= 1962 FIFA World Cup qualification – UEFA Group 2 =

Football tournament

The three teams in this group played against each other on a home-and-away basis. France and Bulgaria finished level on points and advanced to a play-off on neutral ground to decide who would qualify.

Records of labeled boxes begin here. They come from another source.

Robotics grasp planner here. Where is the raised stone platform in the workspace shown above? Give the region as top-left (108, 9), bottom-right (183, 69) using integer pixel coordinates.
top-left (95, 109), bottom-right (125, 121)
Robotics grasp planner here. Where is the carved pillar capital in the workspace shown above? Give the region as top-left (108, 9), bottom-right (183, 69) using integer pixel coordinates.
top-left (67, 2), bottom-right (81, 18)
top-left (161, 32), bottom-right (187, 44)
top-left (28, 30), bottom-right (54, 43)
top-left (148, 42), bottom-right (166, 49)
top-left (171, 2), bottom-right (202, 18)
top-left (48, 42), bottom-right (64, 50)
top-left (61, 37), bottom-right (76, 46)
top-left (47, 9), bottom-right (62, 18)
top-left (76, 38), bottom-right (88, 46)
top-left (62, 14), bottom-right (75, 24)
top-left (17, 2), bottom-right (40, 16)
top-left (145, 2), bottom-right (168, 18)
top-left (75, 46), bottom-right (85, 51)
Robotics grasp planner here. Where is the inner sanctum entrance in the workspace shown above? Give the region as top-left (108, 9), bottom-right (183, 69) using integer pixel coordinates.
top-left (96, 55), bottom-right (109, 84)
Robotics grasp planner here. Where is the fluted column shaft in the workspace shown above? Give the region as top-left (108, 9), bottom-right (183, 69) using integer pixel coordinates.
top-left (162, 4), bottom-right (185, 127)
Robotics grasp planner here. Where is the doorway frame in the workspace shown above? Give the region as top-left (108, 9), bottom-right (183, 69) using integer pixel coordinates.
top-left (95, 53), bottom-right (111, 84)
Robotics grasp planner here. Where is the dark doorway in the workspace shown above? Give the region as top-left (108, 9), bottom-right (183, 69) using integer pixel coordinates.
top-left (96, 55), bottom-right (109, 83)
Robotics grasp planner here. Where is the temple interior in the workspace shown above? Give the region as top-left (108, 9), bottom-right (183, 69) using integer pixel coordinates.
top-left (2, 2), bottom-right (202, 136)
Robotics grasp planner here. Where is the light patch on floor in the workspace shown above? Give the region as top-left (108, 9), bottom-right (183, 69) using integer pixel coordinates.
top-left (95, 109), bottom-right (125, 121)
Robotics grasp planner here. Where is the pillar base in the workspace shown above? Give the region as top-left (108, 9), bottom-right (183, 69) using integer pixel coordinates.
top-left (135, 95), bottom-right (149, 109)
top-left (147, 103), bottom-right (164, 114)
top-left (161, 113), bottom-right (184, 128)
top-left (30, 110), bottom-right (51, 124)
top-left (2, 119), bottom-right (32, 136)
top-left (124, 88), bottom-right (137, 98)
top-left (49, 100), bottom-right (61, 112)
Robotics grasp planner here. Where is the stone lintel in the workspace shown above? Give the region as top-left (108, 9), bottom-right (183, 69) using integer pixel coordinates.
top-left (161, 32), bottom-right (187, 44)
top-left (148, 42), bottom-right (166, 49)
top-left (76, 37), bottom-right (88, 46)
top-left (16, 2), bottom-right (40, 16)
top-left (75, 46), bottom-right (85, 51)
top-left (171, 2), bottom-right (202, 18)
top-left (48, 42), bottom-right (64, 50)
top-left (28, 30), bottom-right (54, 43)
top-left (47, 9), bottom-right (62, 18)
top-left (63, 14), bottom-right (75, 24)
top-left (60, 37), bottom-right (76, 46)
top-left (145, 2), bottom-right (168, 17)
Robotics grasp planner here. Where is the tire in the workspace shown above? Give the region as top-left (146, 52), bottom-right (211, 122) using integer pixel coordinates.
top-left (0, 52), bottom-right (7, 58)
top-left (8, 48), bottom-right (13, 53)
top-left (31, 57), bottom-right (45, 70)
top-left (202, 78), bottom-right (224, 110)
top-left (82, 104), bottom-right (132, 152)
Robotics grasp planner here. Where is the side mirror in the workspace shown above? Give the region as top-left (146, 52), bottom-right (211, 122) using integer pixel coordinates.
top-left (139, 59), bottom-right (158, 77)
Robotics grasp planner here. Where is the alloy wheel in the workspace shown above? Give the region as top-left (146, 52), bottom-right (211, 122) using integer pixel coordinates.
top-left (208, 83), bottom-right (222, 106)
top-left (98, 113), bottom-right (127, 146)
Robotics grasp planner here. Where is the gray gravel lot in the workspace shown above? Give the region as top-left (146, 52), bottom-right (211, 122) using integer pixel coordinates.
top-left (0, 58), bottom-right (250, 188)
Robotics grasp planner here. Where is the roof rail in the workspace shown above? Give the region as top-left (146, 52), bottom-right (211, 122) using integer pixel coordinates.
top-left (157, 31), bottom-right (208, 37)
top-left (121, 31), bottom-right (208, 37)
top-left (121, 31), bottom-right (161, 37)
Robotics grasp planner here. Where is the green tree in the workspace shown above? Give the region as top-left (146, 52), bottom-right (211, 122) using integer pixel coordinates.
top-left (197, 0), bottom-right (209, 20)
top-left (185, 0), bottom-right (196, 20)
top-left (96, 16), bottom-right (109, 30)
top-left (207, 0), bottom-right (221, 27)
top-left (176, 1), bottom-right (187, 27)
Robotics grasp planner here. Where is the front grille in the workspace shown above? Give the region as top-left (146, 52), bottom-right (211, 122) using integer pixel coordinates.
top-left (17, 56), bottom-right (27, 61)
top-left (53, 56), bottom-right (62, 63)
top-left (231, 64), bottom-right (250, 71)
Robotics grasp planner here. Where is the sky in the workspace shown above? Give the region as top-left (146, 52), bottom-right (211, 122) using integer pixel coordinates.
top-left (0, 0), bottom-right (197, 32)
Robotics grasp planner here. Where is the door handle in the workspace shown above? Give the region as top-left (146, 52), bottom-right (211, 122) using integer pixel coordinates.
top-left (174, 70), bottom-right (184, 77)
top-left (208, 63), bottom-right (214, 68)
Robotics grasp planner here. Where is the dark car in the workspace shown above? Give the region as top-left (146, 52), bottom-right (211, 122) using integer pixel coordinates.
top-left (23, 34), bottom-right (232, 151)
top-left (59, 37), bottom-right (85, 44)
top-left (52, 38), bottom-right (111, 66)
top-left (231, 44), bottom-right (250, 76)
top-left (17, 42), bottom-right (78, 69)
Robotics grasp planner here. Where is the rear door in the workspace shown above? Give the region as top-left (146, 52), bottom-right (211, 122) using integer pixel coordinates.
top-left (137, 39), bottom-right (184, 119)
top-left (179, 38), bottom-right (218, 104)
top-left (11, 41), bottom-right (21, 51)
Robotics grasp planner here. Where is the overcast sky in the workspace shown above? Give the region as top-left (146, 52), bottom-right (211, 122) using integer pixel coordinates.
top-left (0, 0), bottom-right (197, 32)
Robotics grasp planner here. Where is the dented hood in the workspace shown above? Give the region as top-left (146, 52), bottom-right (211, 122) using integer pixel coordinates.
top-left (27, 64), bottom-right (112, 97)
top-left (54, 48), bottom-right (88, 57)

The winner (Bulgaria) qualified for the 1962 FIFA World Cup held in Chile.

==Standings==

| Pos | Team | Pld | W | D | L | GF | GA | GD | Pts | Qualification |  |  |  |  |
| 1 | France | 4 | 3 | 0 | 1 | 10 | 3 | +7 | 6 | Teams finished on level points and played a play-off on a neutral ground |  | — | 3–0 | 5–1 |
| 2 | Bulgaria | 4 | 3 | 0 | 1 | 6 | 4 | +2 | 6 |  | 1–0 | — | 3–1 |
| 3 | Finland | 4 | 0 | 0 | 4 | 3 | 12 | −9 | 0 |  |  | 1–2 | 0–2 | — |

==Matches==
25 September 1960
FIN 1-2 FRA
  FIN: Pahlman 36' (pen.)
  FRA: Wisnieski 63', Ujlaki 83'
----
11 December 1960
FRA 3-0 BUL
  FRA: Wisnieski 48', Marcel 58', Cossou 80'
----
16 June 1961
FIN 0-2 BUL
  BUL: Iliev 33', Kolev 75' (pen.)
----
28 September 1961
FRA 5-1 FIN
  FRA: Faivre 6', 41', Wisnieski 12', Piantoni 79', Schultz 86'
  FIN: Pahlman 44'
----
29 October 1961
BUL 3-1 FIN
  BUL: Yakimov 28', Diev 34', Velichkov 86'
  FIN: Pietiläinen 10'
----
12 November 1961
BUL 1-0 FRA
  BUL: Iliev 89'

Bulgaria and France finished level on points, and a play-off on neutral ground was played to decide who would qualify.